Deterministic simulations of solidification capture unstable dendritic growth resulting from undercooling and capillary effects.
Significance and Impact:
The unstable growth of a phase front in metallic melts results in formation of dendritic microstructures which impacts the material behavior. Deterministic simulation of the phase change phenomenon enables quantitative analysis of the morphology and prediction of unstable dendritic branches as well as development of reduced models for process scale simulations.
- Dendritic growth simulation using a sharp interface model to capture coarsening, remelting and unstable perturbations on the solidification front.
- A high order accurate level set based ghost fluid approach was developed to model the sharp solidification front on a structured finite difference grid.
- Front speed and interface morphology are quantified using a probability density function.
- Dendritic arm coarsening and remelting phenomenon are predicted from the probability density function.
- Anisotropic capillary effects are included in the model to account for crystal orientation.
The work was performed using the computational resources of the Oak Ridge Leadership Computing Facility (OLCF) and Compute and Data Environment for Science (CADES).
This research was supported by the High-Performance Computing for Manufacturing Project Program (HPC4Mfg), managed by the U.S. Department of Energy Advanced Manufacturing Office within the Energy Efficiency and Renewable Energy Office.
Vimal Ramanuj, Ramanan Sankaran, and Balasubramaniam Radhakrishnan, A sharp interface model for deterministic simulation of dendrite growth, Computational Materials Science, 169, November 2019, doi: 10.1016/j.commatsci.2019.109097.
Dendritic solidification and microstructure evolution play a vital role in determining the material properties.

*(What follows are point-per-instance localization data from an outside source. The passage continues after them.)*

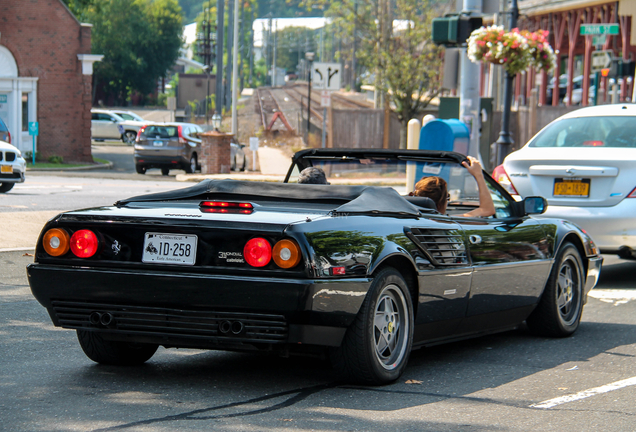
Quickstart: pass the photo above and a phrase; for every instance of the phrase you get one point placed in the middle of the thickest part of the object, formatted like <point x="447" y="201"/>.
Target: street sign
<point x="34" y="128"/>
<point x="601" y="60"/>
<point x="326" y="76"/>
<point x="595" y="29"/>
<point x="325" y="99"/>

Capturing the morphology of the solidification front becomes critical in predicting the final dendritic structure. Front speed and curvature govern the local morphological changes. Development of branched microstructures is a complex phenomena which warrant direct numerical simulations and quantitative analysis. The work describes a high order accurate numerical model and strategies for quantifying the speed-curvature relationship using a probability density function (PDF). The coarsening of dendritic arms, remelting and instability of branched microstructures in presence of non-uniform temperature gradient and anisotropic surface tension are captured using the proposed approach. The data generated using such deterministic simulations and the probability density function can be used for developing reduced models for process scale simulations.